Polk had barely begun to ask Gabriel, 19, about the night in October 2002 when he stumbled upon his father's bloody body in the couple's $1.85 million estate.

"Didn't you say you wanted to 'gut him'?" Polk asked her son, tears streaming down her face. "Didn't you express absolute hatred for your father?"

Gabriel sternly denied his mother's accusation.

During his time on the stand, Gabriel testified that his mother's "delusional behavior" broke the family apart and caused the rift that kept him from having a close relationship with his father.

"I've made mistakes. I have to live with that," Gabriel said softly as he touched his forehead. "It's not easy that he's dead, that I can't say I'm sorry."
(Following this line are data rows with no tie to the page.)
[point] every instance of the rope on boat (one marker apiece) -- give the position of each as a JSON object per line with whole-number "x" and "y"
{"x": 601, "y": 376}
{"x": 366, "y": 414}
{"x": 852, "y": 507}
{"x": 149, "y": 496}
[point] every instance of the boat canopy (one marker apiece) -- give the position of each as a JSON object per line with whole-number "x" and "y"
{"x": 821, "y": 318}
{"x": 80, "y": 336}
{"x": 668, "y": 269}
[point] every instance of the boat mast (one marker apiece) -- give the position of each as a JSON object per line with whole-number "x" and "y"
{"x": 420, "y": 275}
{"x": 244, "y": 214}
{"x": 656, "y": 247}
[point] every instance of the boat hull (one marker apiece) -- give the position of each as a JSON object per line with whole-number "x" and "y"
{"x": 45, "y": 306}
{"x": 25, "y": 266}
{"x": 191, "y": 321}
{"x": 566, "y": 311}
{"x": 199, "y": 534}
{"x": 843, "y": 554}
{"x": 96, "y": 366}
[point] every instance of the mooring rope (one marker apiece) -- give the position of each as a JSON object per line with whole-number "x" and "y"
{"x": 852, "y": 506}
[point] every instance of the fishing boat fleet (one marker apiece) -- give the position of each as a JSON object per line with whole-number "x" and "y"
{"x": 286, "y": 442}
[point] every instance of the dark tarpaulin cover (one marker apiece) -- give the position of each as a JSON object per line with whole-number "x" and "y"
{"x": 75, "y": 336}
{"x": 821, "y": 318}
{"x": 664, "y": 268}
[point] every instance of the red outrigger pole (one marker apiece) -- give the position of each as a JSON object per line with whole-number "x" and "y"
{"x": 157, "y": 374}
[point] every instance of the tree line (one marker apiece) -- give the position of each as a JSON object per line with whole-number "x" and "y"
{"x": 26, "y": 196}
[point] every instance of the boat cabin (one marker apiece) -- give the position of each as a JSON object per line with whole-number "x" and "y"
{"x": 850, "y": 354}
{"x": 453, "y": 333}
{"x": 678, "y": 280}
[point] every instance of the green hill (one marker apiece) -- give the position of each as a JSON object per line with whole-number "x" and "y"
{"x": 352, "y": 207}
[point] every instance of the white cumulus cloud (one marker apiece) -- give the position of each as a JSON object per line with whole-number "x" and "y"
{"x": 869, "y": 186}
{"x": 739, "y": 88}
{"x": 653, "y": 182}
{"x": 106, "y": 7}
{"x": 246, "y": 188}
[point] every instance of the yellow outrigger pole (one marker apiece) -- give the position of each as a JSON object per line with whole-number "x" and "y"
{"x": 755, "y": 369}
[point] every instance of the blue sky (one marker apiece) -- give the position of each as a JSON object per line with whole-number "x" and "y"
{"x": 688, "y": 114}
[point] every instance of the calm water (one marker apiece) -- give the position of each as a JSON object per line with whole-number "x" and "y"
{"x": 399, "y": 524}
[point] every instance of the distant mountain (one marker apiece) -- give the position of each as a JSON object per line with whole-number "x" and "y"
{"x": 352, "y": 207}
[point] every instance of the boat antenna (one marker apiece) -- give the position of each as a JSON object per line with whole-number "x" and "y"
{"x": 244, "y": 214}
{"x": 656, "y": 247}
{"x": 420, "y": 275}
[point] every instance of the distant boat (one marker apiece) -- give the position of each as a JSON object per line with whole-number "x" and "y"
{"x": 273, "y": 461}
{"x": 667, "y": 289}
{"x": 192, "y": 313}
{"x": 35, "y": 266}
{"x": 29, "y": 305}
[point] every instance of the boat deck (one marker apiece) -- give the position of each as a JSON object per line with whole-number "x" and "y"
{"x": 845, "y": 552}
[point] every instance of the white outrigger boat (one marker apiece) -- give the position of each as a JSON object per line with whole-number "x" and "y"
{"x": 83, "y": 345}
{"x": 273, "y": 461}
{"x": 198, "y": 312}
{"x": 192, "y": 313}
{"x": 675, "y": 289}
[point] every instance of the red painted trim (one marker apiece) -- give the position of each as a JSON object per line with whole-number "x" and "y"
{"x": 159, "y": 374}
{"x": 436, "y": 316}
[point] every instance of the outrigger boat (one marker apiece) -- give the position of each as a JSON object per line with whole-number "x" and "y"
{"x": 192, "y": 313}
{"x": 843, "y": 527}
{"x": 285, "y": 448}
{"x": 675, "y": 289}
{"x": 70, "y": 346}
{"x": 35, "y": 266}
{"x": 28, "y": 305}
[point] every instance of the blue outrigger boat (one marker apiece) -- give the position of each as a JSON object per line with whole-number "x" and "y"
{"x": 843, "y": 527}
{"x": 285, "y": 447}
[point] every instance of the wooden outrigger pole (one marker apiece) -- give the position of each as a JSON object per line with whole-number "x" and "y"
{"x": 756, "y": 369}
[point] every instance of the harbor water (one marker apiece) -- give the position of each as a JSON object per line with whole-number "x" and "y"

Susan Polk said she intends to recall Gabriel to the stand when she begins her case in chief.

She still has videotaped footage from his police interrogation, which she wants to show the jury and ask Gabriel about — clips in which he can be heard, at 15, crying as he tells his older brother Adam during a cellphone conversation that Mom killed Dad, and "I hope she gets the f---ing death penalty."

'Provoking a mistrial'

Gabriel Polk was the prosecution's first witness, in a trial that began March 7 and is expected to last two and a half months.
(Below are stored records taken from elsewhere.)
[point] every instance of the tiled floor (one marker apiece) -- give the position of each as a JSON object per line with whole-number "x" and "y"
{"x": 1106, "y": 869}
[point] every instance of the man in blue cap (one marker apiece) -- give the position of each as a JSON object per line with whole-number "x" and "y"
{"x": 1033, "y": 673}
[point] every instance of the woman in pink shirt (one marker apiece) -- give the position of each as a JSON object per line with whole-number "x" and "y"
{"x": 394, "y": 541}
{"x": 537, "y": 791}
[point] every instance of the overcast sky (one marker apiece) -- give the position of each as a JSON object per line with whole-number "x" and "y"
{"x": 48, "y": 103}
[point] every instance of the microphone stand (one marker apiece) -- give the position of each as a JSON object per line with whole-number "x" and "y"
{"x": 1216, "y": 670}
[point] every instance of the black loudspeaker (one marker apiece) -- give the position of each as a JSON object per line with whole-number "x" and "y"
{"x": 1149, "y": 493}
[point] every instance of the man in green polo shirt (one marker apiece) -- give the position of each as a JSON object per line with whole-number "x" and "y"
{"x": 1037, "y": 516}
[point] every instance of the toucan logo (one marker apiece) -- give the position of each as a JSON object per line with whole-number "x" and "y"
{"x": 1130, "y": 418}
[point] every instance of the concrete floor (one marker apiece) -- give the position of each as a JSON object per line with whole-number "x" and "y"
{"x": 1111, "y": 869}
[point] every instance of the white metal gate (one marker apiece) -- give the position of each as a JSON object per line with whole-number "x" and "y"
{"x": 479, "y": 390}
While Gabriel's testimony was interrupted for several days because of a juror and the defendant's illness, Susan Polk was repeatedly called out by the judge for her tedious questioning on "minutiae" that threatened to lose the jury's attention, Judge Brady warned, and which "bordered on the abusive" toward the witness.

Polk spent hours going over such mundane family issues as the cause of Gabriel's schoolyard fights, who was the better parent for attending Cub Scout meetings and school conferences, and who continues to look after the family pets.

For Polk, it is a tireless attempt to try to rehabilitate herself in front of the jury as a good mother and wife, in the face of Gabriel's damaging testimony that she fabricated stories, alienated neighbors and school officials, and willfully planned to kill his father once her alleged paranoia and delusions of persecution were aimed straight at Felix Polk.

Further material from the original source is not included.